22 de março de 2020

Tele-Estado

Eis um axioma destes tempos difíceis: o Estado é a televisão, a televisão é o Estado.
Infelizmente, tornou-se quase impossível pensar tal enunciado no interior do espaço profissional do audiovisual e, em particular, através das lógicas dominantes do trabalho jornalístico. Porquê? Porque a profissão, precisamente, reagirá globalmente ofendida, perguntando: "Porque é que a televisão tem sempre a culpa de tudo?" (a pergunta é uma variante dos debates, televisivos, em que alguém suscita a necessidade de pensar os grandes temas sociais sem excluir a televisão, sendo imediatamente aquietado pelo moderador que lembra que "estamos a falar de questões de âmbito social, não de televisão, muito menos de jornalismo").
Ainda assim, retenhamos o sintoma manifestado por quem reage, colocando-se na posição de acusado de alguma "culpa". No plano da argumentação comunicacional, considerar que o Estado é a televisão, a televisão é o Estado, não envolve qualquer atribuição de culpa, muito menos o apelo a qualquer cenário de tribunal.

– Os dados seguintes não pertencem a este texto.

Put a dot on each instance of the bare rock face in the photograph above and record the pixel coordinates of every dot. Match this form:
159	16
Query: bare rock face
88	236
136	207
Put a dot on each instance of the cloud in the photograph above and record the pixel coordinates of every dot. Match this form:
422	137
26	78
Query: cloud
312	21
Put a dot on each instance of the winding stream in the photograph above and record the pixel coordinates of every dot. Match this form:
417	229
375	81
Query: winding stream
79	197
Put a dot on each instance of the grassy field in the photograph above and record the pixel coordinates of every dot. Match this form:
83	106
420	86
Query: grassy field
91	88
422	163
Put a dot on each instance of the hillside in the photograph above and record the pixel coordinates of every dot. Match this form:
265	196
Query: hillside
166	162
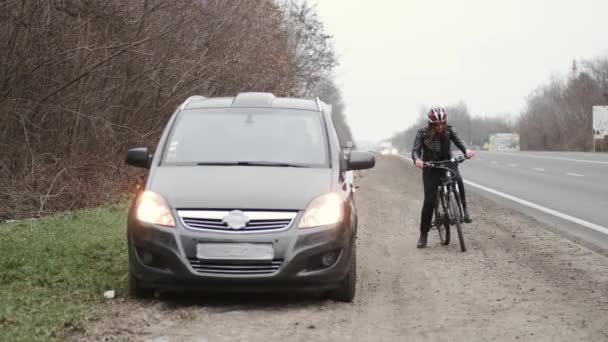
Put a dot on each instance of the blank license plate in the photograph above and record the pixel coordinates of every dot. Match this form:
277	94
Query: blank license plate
234	251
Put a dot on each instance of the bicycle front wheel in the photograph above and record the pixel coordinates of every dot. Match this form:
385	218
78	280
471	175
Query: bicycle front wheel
455	211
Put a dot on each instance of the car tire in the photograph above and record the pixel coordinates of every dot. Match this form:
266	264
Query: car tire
346	291
136	290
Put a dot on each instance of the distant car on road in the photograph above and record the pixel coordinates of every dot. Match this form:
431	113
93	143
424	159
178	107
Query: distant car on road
252	192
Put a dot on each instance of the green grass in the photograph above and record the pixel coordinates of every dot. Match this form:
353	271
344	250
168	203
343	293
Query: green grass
54	270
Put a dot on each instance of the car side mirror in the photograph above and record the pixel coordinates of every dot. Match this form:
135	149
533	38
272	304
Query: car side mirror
361	160
139	157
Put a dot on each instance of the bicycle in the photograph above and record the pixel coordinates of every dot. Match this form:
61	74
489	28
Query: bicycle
448	195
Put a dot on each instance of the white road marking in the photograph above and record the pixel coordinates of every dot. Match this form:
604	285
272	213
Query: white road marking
557	158
566	217
575	174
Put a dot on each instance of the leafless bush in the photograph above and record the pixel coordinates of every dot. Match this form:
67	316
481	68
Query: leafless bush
83	80
558	116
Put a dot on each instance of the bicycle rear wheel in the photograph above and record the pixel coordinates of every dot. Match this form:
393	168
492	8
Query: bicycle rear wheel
442	220
455	211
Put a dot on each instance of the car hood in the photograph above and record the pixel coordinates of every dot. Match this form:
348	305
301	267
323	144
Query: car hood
240	187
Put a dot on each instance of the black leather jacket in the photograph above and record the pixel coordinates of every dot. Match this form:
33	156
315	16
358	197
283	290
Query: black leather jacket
423	150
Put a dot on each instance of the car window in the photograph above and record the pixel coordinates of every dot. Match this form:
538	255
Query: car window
229	135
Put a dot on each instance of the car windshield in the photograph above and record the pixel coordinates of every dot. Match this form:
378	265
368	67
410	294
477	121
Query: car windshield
244	136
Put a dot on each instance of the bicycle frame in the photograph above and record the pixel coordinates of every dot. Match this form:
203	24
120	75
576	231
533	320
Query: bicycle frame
447	184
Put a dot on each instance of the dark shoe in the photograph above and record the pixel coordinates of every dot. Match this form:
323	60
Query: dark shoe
466	217
422	241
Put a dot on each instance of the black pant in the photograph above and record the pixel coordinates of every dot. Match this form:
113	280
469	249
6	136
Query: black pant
430	179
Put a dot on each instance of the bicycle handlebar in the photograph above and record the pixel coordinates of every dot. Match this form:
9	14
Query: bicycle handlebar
442	163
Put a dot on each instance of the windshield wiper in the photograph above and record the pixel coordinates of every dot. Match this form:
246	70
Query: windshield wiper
250	163
267	163
217	164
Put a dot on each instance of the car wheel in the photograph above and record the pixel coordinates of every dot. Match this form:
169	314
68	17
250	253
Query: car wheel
136	289
347	289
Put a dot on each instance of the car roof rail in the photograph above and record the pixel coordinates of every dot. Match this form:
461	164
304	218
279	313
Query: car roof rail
253	99
319	104
191	98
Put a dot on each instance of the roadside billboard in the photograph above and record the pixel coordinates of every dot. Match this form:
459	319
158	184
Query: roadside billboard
600	128
503	142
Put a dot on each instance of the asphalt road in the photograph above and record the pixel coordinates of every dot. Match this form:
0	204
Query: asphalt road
574	184
516	282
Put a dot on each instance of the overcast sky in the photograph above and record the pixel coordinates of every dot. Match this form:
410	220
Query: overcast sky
400	55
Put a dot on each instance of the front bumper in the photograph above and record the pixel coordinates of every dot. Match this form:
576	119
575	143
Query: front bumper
165	258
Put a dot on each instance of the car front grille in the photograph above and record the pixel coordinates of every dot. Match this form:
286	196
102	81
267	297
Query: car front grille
217	220
234	267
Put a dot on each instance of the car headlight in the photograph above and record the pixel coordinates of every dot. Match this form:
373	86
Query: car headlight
325	210
152	208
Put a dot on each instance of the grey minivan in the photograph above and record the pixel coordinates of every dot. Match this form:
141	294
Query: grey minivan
246	193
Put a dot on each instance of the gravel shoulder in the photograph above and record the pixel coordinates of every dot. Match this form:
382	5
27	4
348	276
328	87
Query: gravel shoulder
517	281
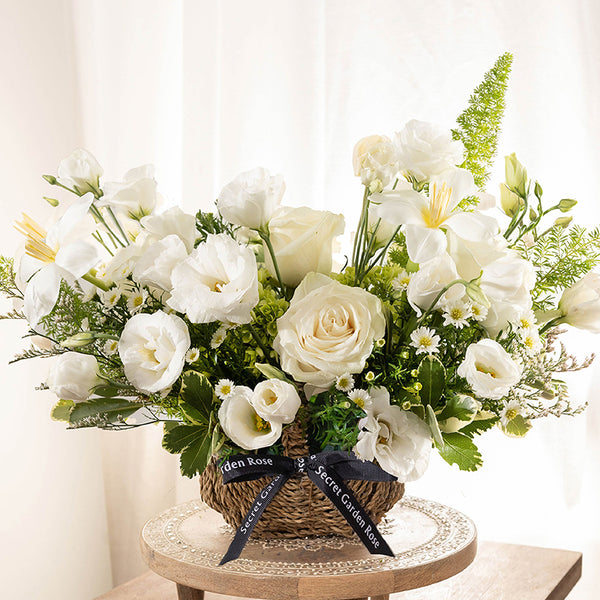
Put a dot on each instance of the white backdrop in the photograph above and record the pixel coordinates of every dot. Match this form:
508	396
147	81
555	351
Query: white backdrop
205	89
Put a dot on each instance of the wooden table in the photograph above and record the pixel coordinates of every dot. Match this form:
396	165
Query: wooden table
431	542
499	572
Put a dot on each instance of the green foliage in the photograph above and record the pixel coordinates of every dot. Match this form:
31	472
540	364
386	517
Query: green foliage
479	125
560	258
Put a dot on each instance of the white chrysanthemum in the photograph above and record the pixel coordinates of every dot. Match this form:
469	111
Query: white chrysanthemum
456	313
425	340
361	398
344	383
511	410
224	388
192	355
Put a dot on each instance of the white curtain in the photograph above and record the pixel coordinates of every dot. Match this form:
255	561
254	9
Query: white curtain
205	89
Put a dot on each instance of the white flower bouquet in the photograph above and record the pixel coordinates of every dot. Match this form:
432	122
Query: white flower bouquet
228	328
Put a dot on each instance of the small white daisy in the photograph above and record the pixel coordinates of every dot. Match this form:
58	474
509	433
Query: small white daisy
425	340
192	355
224	388
218	337
136	301
110	298
344	383
457	313
510	411
361	398
111	347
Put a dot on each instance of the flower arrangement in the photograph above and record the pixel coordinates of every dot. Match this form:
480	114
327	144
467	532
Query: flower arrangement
229	327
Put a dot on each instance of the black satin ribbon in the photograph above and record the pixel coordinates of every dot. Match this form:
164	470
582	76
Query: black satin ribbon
327	470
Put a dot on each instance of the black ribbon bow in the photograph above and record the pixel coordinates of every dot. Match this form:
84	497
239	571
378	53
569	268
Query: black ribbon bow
327	470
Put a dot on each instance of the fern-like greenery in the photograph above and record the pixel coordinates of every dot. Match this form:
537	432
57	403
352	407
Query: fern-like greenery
479	124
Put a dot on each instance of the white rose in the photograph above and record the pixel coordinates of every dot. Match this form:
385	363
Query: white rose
374	160
328	330
217	282
425	150
242	424
489	369
250	199
302	239
276	401
158	261
507	283
170	222
580	304
135	196
73	375
152	348
430	280
81	171
397	439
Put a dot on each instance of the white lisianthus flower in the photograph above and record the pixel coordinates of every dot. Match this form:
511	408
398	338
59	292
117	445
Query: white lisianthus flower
135	196
276	401
375	161
580	304
73	375
302	239
243	425
155	266
489	369
431	278
81	171
217	282
397	439
61	253
152	348
251	198
328	330
425	150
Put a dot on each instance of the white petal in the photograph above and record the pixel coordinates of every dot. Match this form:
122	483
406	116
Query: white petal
41	294
424	243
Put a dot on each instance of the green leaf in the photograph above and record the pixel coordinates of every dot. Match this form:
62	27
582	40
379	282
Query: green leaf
517	427
458	449
109	409
431	375
194	442
197	392
62	410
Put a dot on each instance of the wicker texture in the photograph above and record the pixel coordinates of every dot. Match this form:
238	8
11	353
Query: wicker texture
300	509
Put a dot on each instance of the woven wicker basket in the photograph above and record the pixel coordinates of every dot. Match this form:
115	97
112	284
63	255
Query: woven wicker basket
300	509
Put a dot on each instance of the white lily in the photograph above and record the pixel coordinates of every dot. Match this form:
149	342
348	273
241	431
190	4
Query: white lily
52	256
426	216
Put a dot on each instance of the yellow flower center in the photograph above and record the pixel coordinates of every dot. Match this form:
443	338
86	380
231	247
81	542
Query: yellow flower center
35	244
436	211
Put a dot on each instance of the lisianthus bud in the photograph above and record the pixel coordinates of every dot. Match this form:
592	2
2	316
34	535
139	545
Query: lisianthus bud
516	174
580	304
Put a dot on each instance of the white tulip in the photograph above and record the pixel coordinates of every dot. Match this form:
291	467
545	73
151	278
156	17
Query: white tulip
217	282
276	401
580	304
302	239
251	198
73	375
425	150
81	171
152	348
243	425
328	330
489	369
397	439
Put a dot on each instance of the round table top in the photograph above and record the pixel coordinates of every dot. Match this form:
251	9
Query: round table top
431	542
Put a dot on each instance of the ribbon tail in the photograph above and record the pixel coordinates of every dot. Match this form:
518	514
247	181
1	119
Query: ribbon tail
256	510
352	511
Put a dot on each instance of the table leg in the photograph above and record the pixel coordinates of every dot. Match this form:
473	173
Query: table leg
186	593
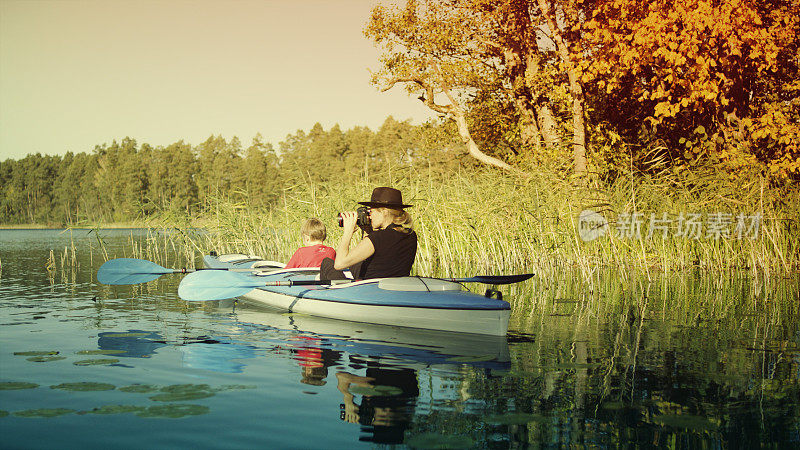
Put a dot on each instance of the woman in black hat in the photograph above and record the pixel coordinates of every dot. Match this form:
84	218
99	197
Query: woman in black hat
388	250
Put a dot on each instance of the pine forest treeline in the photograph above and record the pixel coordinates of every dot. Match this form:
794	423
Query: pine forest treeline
127	181
682	95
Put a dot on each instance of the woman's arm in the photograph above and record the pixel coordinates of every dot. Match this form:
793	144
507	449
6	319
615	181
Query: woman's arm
363	250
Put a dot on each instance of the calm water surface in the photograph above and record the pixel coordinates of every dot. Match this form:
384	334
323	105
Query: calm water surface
686	362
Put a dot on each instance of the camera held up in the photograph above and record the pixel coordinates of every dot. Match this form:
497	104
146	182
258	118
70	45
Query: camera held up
362	218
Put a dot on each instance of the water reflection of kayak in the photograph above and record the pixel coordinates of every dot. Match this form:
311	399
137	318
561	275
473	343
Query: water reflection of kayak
417	302
385	343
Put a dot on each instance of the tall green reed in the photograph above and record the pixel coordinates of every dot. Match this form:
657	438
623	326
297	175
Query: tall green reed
486	221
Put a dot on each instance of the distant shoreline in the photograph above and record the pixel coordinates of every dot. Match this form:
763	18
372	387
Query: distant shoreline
35	226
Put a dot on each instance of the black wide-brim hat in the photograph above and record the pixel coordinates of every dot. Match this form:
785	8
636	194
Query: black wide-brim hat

Até certo ponto, é mesmo o reconhecimento de um frágil e bem-vindo mecanismo de compensação, ainda que perverso, gerado pelo enfranquecimento das estruturas e valores do Estado clássico (enfim, do Estado tal como o aprendemos nos bancos da escola): não havendo um sólido sistema estatal de relações entre os cidadãos, a televisão ocupa o lugar desse sistema.
Daí a pergunta didáctica: como é que acontece essa ocupação? Sem centro à vista, importa reconhecer, de modo incerto e arbitrário, para não dizer selvagem.
Dito de outro modo: não se trata de favorecer qualquer noção maquiavélica ou conspirativa, sugerindo que algures, alguém, indivíduo ou grupo, domina, controla e aplica os valores desta reinvenção audiovisual do Estado, manipulando-nos como peões de um xadrez cujo tabuleiro não abarcamos. De forma bem diferente, diferentemente perturbante, o que acontece é que, mesmo em democracia (talvez mesmo sobretudo em democracia), nada do que seja acção estatal consegue existir e, de alguma maneira, ser legitimado sem a sua passagem e contaminação pelas linguagens televisivas.
A conjuntura é tanto mais vulnerável quanto, por princípio, a maior parte dos agentes envolvidos recalca o simples reconhecimento da sua dependência do(s) outro(s): as estruturas televisivas definem-se como oráculos castos de "informação", resistindo a pensar-se como agentes de quotidiana configuração e reconfiguração do espaço social; os poderes políticos tendem a encarar a paisagem televisiva como veículo igualmente casto de intervenção nesse espaço, afinal esgotando a respectiva vocação social na "difusão" das suas próprias mensagens. Que todas as nossas formas de existência — incluindo a pueril entronização dos ídolos do futebol ou a obscena representação da sexualidade nos programas da chamada "reality TV" — sejam definidas (e actuantes) a partir de mensagens televisivas, eis o que nem uns nem outros arriscam enfrentar.
Daí a actualidade destas palavras:

Devemos exigir que se abra, no seio das televisões europeias, um autêntico debate sobre a missão da televisão, sobre as pesquisas a desenvolver para inventar as novas linguagens que, em função de um grande número de sinais, somos levados a pensar que são aguardadas pela sociedade contemporânea. A minha experiência pessoal leva-me a pensar que um tal debate não será possível a não ser no interior das televisões do Estado.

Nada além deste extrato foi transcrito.